Günümüz futbolunda savunmalar yalnızca defansta çok adamla kalarak yapılmıyor. Başakşehir, topa sahip olarak oyun temposunu kontrol etme isteğini maçın genelinde sahaya yansıttı. Gol yemeden bu maça kadar gelmiş olması tesadüf değil. Topa sahip olarak ve sahanın genelinde pas trafiğini doğru yöneterek oyun temposuna hakim oldular. Beşiktaş'ın taraftarını arkasına alıp yarattığı muhteşem tempoya ulaşmasına maçın son bölümü hariç izin vermediler.
Durum böyle olunca Beşiktaş'ın etkinlik düşüncesi duran toplara kaydı. Burada da azımsanmayacak pozisyonlar var. Biri yapılabilseydi Beşiktaş adına maç çok farklı bir yöne gidebilirdi. Rakip tempoya bu kadar müdahale edince Beşiktaş topa sahip olduğunda süratli ve dikine oyunu istediği şekilde oynayamadı. Çünkü kendi yaptığı şekilde bir rakip baskısına maruz kaldı.
Oyun bu şekilde sıkıştığında kanat beklerinin işin içine girmesini beklersiniz.
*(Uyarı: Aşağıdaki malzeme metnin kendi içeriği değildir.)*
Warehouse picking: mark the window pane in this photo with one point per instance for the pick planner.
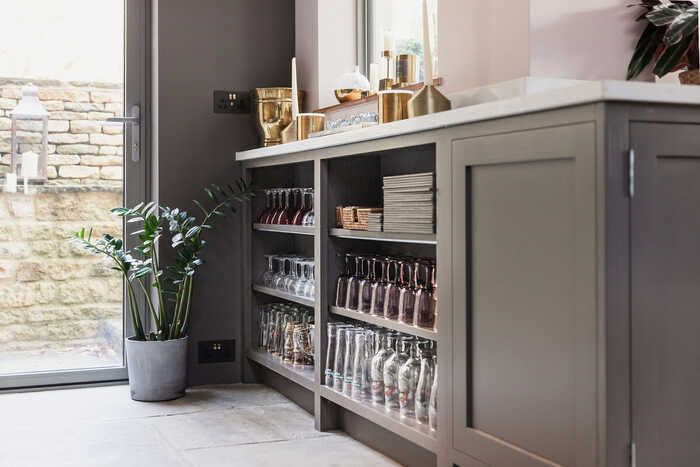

Ancak buralardan istenen destek gelmedi. Orta alanda Salih'in gayreti de oyunu belli bir yere kadar getirdi. Fernandes sezon başından bu yana her maçta şans almasına rağmen oyunun skor ve yaratıcılık tarafında hâlâ beklentilerin gerisinde. Weghorst üzerinden gelmesi beklenen yüksek toplarla denemeler de çok fazla ceza sahası içinde karşılık bulmayınca oyun Beşiktaş adına çok zorlandı. Kulübeden yapılan Redmond ve Cenk hamlelerinin getirdiği hareketlilik oyunu canlandırdı ama N'Koudou'nun ayağından kaçan net pozisyon bu canlılığa karşılık gelmesine engel oldu.
İç saha maçlarında kayıplar elbette üzücü ama Beşiktaş'ın bunu telafi edebilecek bir kadrosu var. Buradan çıkarılacak dersler bir kenarda tutulursa Beşiktaş aynı hatalara tekrar düşmez.